Documentation on limitations and RFC conformance

50 views
Skip to first unread message

Deron Meranda

unread,
Mar 17, 2010, 4:11:31 PM3/17/10
to Jansson users
In general jansson appears to implement RFC 4627 (JSON) quite well!
Thanks.

However, like any language-specific binding, there are going to be
limitations and other issues. Would it be possible to add this to the
documentation? This is especially important to people using JSON to
transfer data between disparate languages. These are the things I
think I have determined so far.

1. Strings.

Generally, JSON strings are mapped to C-style null-terminated
character (byte) arrays using the UTF-8 encoding.

Strings may not contain null characters (U+0000); which generally
means that jansson can not handle direct binary data encoded in JSON
strings. The JSON standard allows this, but jansson follows the
established C language convention of null-terminated strings, so the
null character must be excluded. (Note this could be allowed if
jansson introduced a second type of string value (binary string?)
which was a length/pointer pair rather than a C-style string ... or
perhaps with C++ wrappers by using the std::string class)

All other Unicode codepoints U+0001 through U+10FFFF, excluding the
surrogate pairs U+D800 to U+DFFF, are allowed.

2. Numbers.

* JSON integer numbers are mapped to C "int" values.
* JSON real numbers are mapped to C "double" values.

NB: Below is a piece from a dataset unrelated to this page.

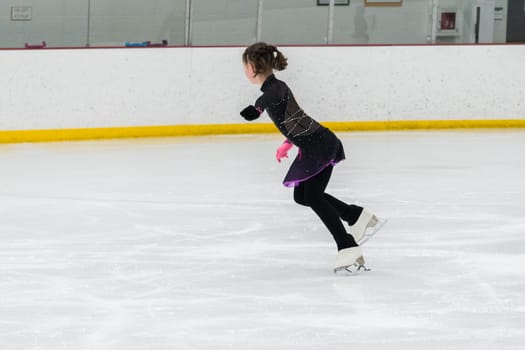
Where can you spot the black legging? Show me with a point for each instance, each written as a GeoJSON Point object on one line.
{"type": "Point", "coordinates": [330, 210]}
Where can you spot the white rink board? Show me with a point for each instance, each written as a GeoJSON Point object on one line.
{"type": "Point", "coordinates": [87, 88]}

* Real vs. Integer. JSON makes no distinction between real and
integer numbers; C does. Thus a JSON number is considered to be a
real number if its lexical representation includes one of: "e", "E",
or "."; regardless if its actual numeric value is a true integer.
(e.g., all of "1E6", "3.0", "400E-2", and "3.14E3" are mathematical
integers, but will be treated as real values and thus mapped to the C
double type). When converted to JSON (dumping), real values are
always represented with a fractional part; e.g., the C double value
3.0 will be represented in JSON as "3.0", not "3".

* Numbers that are too large to fit in one type are not promoted to
another; thus very large integers may result in an overflow rather
than conversion to a double, regardless if such conversion could be
lossless or lossy. Thus, depending on platform, the JSON number
1000000000000000 may result in an overflow (see below) rather than
being converted to the mathematically equivalent 1.0E+15.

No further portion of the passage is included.